The guidelines, listed under the California Department of Education’s proposed Health Education Framework, include educational resources that teach children to reject gender stereotypes and embrace a rainbow of possible gender options. One recommended book called “Who Are You?” teaches that there are at least 15 genders, and that it’s impossible to determine whether a baby is a boy, a girl or something else.
“Babies can’t talk, so grown-ups make a guess by looking at their bodies,” an excerpt reads.
One chapter in the proposed guidelines offers suggestions on how to explain sexuality with kindergartners.
“Discuss gender with kindergarteners by exploring gender stereotypes and asking open-ended questions, such as what are preferred colors, toys, and activities for boys/girls, and then challenging stereotypes if presented,” chapter three reads. “Throughout this discussion, show images of children around the same age who do not conform to typical gender stereotypes. Examples do not have to be exaggerated or overt. Simple differences, such as colors or toy preferences, can demonstrate acceptance of gender non-conformity.”
What about parents who would prefer that their children not be exposed to errant gender ideology? Unfortunately, there would be no opt-out option.
Brenda Lebsack, a writer for EdSource.org, first called attention to the proposed guidelines back in December. Lebsack, who has been a public educator for 20 years, is also a member of the Orange Unified School District board of education in Orange County.
“Since few people will read the nearly 1,000-page draft, which unfortunately is only available in English, I am sharing below some examples that parents and educators may be especially interested in,” she wrote. “Because the California Department of Education is inviting public comment on the draft, I urge all California residents to review the framework and provide input.”
Lebsack highlights several problematic chapters in the new guidelines. Chapter five, for example, includes this tip for discuss sexuality with seventh and eighth graders:
“Some students may be non-monogamous and the term ‘partner(s)’ may be used to be more inclusive,” it reads.

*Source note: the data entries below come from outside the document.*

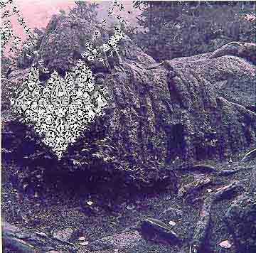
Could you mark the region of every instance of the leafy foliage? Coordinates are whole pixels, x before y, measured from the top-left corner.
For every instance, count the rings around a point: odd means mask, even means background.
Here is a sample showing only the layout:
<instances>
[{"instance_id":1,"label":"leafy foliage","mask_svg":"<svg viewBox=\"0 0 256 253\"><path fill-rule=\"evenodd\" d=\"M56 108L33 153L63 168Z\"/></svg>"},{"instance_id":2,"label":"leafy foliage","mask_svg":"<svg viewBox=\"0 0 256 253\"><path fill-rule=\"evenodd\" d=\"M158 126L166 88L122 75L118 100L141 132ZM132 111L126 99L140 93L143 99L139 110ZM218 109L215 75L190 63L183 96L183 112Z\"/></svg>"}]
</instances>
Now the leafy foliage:
<instances>
[{"instance_id":1,"label":"leafy foliage","mask_svg":"<svg viewBox=\"0 0 256 253\"><path fill-rule=\"evenodd\" d=\"M144 31L131 28L137 44L156 60L213 51L231 41L255 41L252 22L244 18L253 2L136 1ZM224 11L223 11L224 10Z\"/></svg>"},{"instance_id":2,"label":"leafy foliage","mask_svg":"<svg viewBox=\"0 0 256 253\"><path fill-rule=\"evenodd\" d=\"M98 4L87 4L85 1L75 1L76 6L70 9L68 16L71 18L84 18L92 22L97 21L97 11Z\"/></svg>"}]
</instances>

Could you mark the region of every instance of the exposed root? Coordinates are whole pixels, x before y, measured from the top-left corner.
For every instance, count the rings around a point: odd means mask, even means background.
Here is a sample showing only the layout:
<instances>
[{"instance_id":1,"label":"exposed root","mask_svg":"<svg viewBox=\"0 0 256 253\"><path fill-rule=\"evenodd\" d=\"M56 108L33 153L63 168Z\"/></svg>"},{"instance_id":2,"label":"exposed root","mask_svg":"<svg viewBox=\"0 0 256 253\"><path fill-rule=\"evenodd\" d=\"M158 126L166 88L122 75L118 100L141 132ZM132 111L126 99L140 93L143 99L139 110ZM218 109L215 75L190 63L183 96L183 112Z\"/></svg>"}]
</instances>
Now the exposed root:
<instances>
[{"instance_id":1,"label":"exposed root","mask_svg":"<svg viewBox=\"0 0 256 253\"><path fill-rule=\"evenodd\" d=\"M242 158L242 162L247 162L250 160L252 160L253 158L256 158L256 149L254 149L251 150L250 151L245 154L244 157Z\"/></svg>"},{"instance_id":2,"label":"exposed root","mask_svg":"<svg viewBox=\"0 0 256 253\"><path fill-rule=\"evenodd\" d=\"M198 253L201 252L210 226L210 210L214 203L223 200L228 194L233 194L240 183L241 181L235 182L231 185L218 188L215 193L210 194L204 200L199 220L194 230L193 242L190 246L190 252Z\"/></svg>"},{"instance_id":3,"label":"exposed root","mask_svg":"<svg viewBox=\"0 0 256 253\"><path fill-rule=\"evenodd\" d=\"M184 196L191 196L196 191L201 189L203 187L209 185L211 183L210 178L200 178L188 183L180 188L178 193L178 198Z\"/></svg>"}]
</instances>

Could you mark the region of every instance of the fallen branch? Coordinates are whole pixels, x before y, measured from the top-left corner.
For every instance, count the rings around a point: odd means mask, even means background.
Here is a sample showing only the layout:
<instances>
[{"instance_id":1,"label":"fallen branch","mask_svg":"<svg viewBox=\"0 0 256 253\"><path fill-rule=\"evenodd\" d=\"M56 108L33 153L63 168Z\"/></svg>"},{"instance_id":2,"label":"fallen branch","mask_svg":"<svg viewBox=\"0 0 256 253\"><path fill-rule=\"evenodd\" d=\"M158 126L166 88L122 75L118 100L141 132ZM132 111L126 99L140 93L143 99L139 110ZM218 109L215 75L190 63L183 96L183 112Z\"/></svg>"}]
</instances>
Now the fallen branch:
<instances>
[{"instance_id":1,"label":"fallen branch","mask_svg":"<svg viewBox=\"0 0 256 253\"><path fill-rule=\"evenodd\" d=\"M75 244L69 242L47 235L43 237L41 234L28 230L24 231L6 222L2 222L2 237L4 249L9 248L14 252L36 253L36 247L44 250L44 247L49 246L49 240L58 240L75 247Z\"/></svg>"},{"instance_id":2,"label":"fallen branch","mask_svg":"<svg viewBox=\"0 0 256 253\"><path fill-rule=\"evenodd\" d=\"M201 178L193 181L178 190L178 198L183 198L185 195L188 196L196 190L201 189L203 187L208 185L211 182L208 178Z\"/></svg>"},{"instance_id":3,"label":"fallen branch","mask_svg":"<svg viewBox=\"0 0 256 253\"><path fill-rule=\"evenodd\" d=\"M210 225L210 210L214 203L223 200L228 193L233 193L241 183L241 181L235 182L231 185L218 188L215 193L211 193L204 200L199 220L194 230L193 243L190 246L190 252L198 253L202 249Z\"/></svg>"}]
</instances>

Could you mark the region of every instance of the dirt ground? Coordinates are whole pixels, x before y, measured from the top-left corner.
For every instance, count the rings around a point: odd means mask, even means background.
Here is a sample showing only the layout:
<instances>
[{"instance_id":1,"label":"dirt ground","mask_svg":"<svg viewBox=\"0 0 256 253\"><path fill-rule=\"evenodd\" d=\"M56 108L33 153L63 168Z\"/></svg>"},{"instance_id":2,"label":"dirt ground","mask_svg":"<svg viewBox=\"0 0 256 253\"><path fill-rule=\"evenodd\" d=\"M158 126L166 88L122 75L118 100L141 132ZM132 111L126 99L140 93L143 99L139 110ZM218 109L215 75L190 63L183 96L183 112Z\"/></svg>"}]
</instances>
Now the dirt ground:
<instances>
[{"instance_id":1,"label":"dirt ground","mask_svg":"<svg viewBox=\"0 0 256 253\"><path fill-rule=\"evenodd\" d=\"M220 176L208 172L177 171L179 188L198 177L210 179L210 184L193 192L191 196L186 195L186 198L178 198L178 193L171 193L168 187L162 190L148 188L138 191L102 177L88 178L85 172L65 176L38 174L33 177L36 180L31 182L21 176L23 173L22 168L6 164L2 161L2 220L47 235L68 227L75 230L76 234L71 239L75 247L56 241L53 248L61 252L77 252L79 249L85 249L78 239L81 236L90 243L121 233L130 227L138 226L146 218L159 219L166 224L173 220L176 225L172 230L182 238L183 249L143 240L129 252L188 252L188 245L209 189L214 191L235 181L245 180L244 188L241 188L240 192L214 205L207 238L209 247L206 249L206 252L235 253L233 238L223 217L228 206L239 195L252 193L250 192L250 177L252 170L256 169L256 162L239 162L245 153L239 154L232 162L206 161L198 163L210 165L218 171L240 169L233 175ZM180 216L174 217L168 212L163 215L170 207L181 211ZM223 240L228 240L231 248L225 249L218 245ZM46 248L45 252L52 248ZM125 252L125 250L122 252Z\"/></svg>"}]
</instances>

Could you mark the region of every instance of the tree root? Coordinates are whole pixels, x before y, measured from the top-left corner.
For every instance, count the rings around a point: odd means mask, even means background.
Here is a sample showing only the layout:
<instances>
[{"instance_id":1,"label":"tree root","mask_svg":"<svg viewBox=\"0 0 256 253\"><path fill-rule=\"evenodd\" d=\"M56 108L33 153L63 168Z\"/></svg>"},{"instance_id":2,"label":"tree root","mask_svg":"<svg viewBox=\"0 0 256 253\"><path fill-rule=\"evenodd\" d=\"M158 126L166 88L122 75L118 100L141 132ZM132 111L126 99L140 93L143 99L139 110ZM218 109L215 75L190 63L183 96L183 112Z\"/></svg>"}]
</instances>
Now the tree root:
<instances>
[{"instance_id":1,"label":"tree root","mask_svg":"<svg viewBox=\"0 0 256 253\"><path fill-rule=\"evenodd\" d=\"M178 198L181 198L184 196L189 196L194 192L201 189L203 187L209 185L211 183L210 178L200 178L180 188L178 193ZM186 201L186 198L184 199ZM183 201L184 202L184 201Z\"/></svg>"},{"instance_id":2,"label":"tree root","mask_svg":"<svg viewBox=\"0 0 256 253\"><path fill-rule=\"evenodd\" d=\"M35 253L37 252L36 247L43 250L44 247L49 245L49 240L58 240L75 247L75 244L69 242L55 237L42 237L40 234L28 230L23 231L23 230L6 222L2 222L2 235L3 249L9 248L14 252ZM53 244L53 242L50 242L50 244Z\"/></svg>"},{"instance_id":3,"label":"tree root","mask_svg":"<svg viewBox=\"0 0 256 253\"><path fill-rule=\"evenodd\" d=\"M205 239L208 231L210 220L210 210L215 201L223 200L227 194L233 194L242 181L235 182L229 185L217 189L207 198L203 204L198 221L193 233L192 243L190 245L190 252L199 253L205 243Z\"/></svg>"}]
</instances>

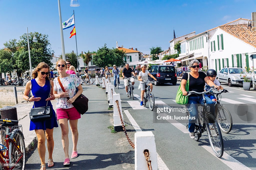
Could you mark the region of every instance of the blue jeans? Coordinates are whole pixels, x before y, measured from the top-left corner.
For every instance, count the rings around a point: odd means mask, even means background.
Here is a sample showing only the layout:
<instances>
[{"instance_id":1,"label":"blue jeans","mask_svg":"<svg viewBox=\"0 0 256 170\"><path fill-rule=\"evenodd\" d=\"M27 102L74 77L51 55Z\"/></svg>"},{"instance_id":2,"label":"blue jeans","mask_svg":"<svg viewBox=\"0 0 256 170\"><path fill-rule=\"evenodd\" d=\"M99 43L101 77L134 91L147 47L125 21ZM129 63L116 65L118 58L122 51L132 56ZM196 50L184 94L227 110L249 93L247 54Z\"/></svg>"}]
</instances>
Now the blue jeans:
<instances>
[{"instance_id":1,"label":"blue jeans","mask_svg":"<svg viewBox=\"0 0 256 170\"><path fill-rule=\"evenodd\" d=\"M215 116L215 107L213 102L208 97L205 96L205 97L207 103L210 107L210 111ZM191 108L191 111L189 112L190 117L196 117L195 119L190 119L188 120L188 131L190 132L193 132L195 131L195 124L198 117L198 111L197 110L198 105L197 104L201 104L202 106L203 106L203 100L204 98L201 96L188 97L188 102L186 106L187 108Z\"/></svg>"},{"instance_id":2,"label":"blue jeans","mask_svg":"<svg viewBox=\"0 0 256 170\"><path fill-rule=\"evenodd\" d=\"M114 85L115 86L116 86L116 76L117 76L117 78L118 79L118 82L117 83L118 83L119 82L119 75L114 75Z\"/></svg>"}]
</instances>

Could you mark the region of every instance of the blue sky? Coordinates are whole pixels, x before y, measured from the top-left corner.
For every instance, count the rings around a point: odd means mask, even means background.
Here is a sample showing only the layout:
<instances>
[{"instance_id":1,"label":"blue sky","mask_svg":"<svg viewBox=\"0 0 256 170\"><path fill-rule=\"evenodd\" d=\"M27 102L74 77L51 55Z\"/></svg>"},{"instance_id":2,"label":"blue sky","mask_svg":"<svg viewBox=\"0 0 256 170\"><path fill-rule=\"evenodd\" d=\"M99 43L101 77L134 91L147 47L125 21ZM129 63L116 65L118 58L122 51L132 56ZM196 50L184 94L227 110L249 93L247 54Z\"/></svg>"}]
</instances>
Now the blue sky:
<instances>
[{"instance_id":1,"label":"blue sky","mask_svg":"<svg viewBox=\"0 0 256 170\"><path fill-rule=\"evenodd\" d=\"M157 46L168 49L173 38L194 31L197 34L240 18L250 19L256 1L60 0L62 21L75 10L78 53L97 51L104 44L137 48L144 54ZM0 48L26 32L49 35L56 56L61 54L57 0L0 0ZM66 52L76 51L70 28L63 31Z\"/></svg>"}]
</instances>

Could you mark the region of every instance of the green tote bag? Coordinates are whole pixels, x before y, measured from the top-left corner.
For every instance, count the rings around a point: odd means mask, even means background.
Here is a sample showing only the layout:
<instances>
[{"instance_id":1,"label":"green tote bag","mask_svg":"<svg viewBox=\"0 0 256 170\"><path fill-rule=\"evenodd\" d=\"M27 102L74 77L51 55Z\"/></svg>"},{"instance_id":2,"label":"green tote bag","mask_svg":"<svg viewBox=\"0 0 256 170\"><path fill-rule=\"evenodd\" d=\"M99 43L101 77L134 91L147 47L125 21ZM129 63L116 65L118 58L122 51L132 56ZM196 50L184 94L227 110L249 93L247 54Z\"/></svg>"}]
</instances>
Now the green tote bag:
<instances>
[{"instance_id":1,"label":"green tote bag","mask_svg":"<svg viewBox=\"0 0 256 170\"><path fill-rule=\"evenodd\" d=\"M181 105L185 105L188 104L188 98L186 97L185 96L182 95L182 91L181 91L180 88L180 86L181 83L179 85L179 89L177 92L177 94L176 95L176 98L175 99L176 103L177 104L180 104ZM189 90L189 74L188 73L188 80L187 81L187 84L186 84L185 87L186 91L188 91Z\"/></svg>"}]
</instances>

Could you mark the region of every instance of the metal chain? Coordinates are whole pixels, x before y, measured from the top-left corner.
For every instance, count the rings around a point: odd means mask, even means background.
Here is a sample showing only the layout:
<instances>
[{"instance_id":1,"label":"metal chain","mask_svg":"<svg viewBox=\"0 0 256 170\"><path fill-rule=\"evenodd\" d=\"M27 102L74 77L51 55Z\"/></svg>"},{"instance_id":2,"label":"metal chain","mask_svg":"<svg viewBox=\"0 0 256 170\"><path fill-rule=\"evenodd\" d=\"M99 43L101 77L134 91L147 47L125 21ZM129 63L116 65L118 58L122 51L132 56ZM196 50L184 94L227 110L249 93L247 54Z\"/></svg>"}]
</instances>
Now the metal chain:
<instances>
[{"instance_id":1,"label":"metal chain","mask_svg":"<svg viewBox=\"0 0 256 170\"><path fill-rule=\"evenodd\" d=\"M126 132L126 129L125 129L125 127L124 126L124 121L123 120L123 119L122 118L122 115L121 114L121 111L120 111L120 107L119 107L119 103L118 100L116 100L115 102L116 103L116 104L117 105L117 108L118 109L118 112L119 112L119 115L120 116L121 123L122 124L122 127L123 127L123 130L124 130L124 134L125 134L125 136L126 136L126 138L127 138L127 140L128 140L128 141L129 142L129 143L134 149L135 148L135 145L132 142L132 140L130 139L129 136L128 136L128 135L127 135L127 132Z\"/></svg>"},{"instance_id":2,"label":"metal chain","mask_svg":"<svg viewBox=\"0 0 256 170\"><path fill-rule=\"evenodd\" d=\"M147 164L147 168L148 170L152 170L152 167L151 166L151 161L149 159L149 153L148 150L145 149L144 151L144 155L146 156L146 161Z\"/></svg>"}]
</instances>

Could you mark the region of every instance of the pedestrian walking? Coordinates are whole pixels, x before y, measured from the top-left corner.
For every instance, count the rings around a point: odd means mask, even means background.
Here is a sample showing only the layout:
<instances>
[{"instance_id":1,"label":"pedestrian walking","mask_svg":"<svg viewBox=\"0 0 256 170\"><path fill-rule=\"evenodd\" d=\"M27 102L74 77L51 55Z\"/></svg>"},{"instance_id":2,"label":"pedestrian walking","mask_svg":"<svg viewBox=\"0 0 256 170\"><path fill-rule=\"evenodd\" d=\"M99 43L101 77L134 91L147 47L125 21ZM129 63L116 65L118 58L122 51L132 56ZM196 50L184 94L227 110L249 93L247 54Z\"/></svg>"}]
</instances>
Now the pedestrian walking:
<instances>
[{"instance_id":1,"label":"pedestrian walking","mask_svg":"<svg viewBox=\"0 0 256 170\"><path fill-rule=\"evenodd\" d=\"M54 94L56 98L58 99L56 104L56 112L57 118L61 129L61 142L65 157L63 165L69 165L70 162L68 153L69 128L68 121L69 120L73 143L71 158L74 158L77 157L78 152L77 146L78 138L77 123L78 119L81 118L81 115L72 103L82 94L83 89L80 84L81 80L76 75L70 74L66 72L65 70L67 68L67 65L65 60L60 59L57 62L56 65L57 69L60 76L59 78L56 78L54 81ZM66 92L63 92L61 84ZM78 90L77 92L76 91L77 87Z\"/></svg>"},{"instance_id":2,"label":"pedestrian walking","mask_svg":"<svg viewBox=\"0 0 256 170\"><path fill-rule=\"evenodd\" d=\"M38 140L37 149L41 161L40 170L45 170L45 138L47 141L48 149L48 167L54 165L52 160L52 152L54 146L53 140L53 128L58 127L55 112L50 101L55 99L53 95L53 82L49 79L50 67L45 63L39 63L32 74L33 79L28 81L26 84L23 98L29 102L34 102L33 108L47 106L51 107L52 111L51 118L49 120L33 122L30 121L30 130L35 130ZM28 97L31 90L33 96ZM50 97L49 93L50 91ZM47 103L48 102L48 103Z\"/></svg>"}]
</instances>

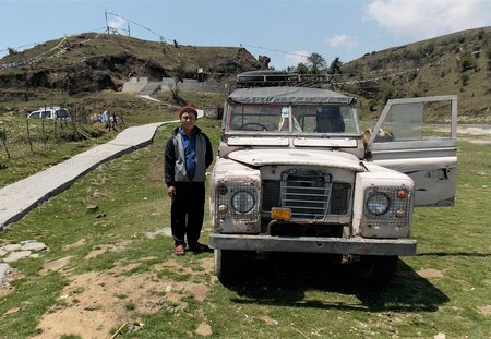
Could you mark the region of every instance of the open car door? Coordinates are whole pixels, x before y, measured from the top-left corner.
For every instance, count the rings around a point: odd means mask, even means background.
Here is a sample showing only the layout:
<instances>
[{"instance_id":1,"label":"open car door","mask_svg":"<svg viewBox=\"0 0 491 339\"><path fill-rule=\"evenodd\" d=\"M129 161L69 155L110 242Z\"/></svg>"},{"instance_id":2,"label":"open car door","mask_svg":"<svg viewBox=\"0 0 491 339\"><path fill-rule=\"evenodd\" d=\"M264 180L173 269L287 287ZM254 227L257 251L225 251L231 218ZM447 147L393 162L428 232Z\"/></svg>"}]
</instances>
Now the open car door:
<instances>
[{"instance_id":1,"label":"open car door","mask_svg":"<svg viewBox=\"0 0 491 339\"><path fill-rule=\"evenodd\" d=\"M453 206L457 96L388 100L367 142L367 160L408 174L415 206Z\"/></svg>"}]
</instances>

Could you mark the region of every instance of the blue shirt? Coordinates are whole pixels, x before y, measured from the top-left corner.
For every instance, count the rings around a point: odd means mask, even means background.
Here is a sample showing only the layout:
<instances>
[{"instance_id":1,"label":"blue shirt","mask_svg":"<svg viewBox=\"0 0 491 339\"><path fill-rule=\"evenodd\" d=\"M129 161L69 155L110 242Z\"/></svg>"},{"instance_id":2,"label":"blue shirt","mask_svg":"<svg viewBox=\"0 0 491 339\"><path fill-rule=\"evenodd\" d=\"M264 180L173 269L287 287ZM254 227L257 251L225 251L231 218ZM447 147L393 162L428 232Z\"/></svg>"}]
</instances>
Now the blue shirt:
<instances>
[{"instance_id":1,"label":"blue shirt","mask_svg":"<svg viewBox=\"0 0 491 339\"><path fill-rule=\"evenodd\" d=\"M196 172L196 135L194 131L191 132L191 135L185 134L182 128L179 129L179 134L182 137L182 145L184 146L185 171L191 181Z\"/></svg>"}]
</instances>

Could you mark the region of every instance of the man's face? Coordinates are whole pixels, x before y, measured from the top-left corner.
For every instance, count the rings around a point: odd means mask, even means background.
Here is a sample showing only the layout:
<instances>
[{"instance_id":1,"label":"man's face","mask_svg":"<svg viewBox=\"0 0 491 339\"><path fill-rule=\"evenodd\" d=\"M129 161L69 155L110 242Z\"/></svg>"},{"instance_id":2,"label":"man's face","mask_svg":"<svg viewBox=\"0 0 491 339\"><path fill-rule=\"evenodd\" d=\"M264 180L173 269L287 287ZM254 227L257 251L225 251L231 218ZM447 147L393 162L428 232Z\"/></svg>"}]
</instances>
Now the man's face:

Polyamory, defined as “the practice of, desire to, or orientation toward having consensual non-monogamous relationships (i.e. relationships that may include multiple partners)” and “polyfidelity (which involves more than two people being in romantic and/or sexual relationships which is not open to additional partners), amongst many other set-ups” are discussed as just two of many acceptable options for young people.
Lebsack notes that many of the terms described in the middle and high school resources will be unfamiliar to parents, adding that “many of them are not in the English dictionary.” Despite this, parents won’t be able to choose whether or not their children receive these questionable teachings.
“While parents may assume they can opt out of this instruction, as they can with sexual health education and HIV prevention, this simply is not true,” she writes. “Instruction about gender or sexual orientations that is implemented through the adoption of the framework is exempted from parent notification and opt out requirements (California Education Code 51932b). According to The California Safe School Coalition, state law provides that ‘instruction or materials that discuss gender, sexual orientation, or family life and do not discuss human reproductive organs and their functions’ are not subject to parental notice and opt-out laws.”
Lebsack noted that if passed, the guidelines could be “disastrous” for school districts like Orange, which is already “facing declining enrollment and teacher layoffs.” She noted the real possibility that parents could remove their children from the public school system, “or even leave the state.”
The State Board of Education will vote on the 2019 guidelines in May.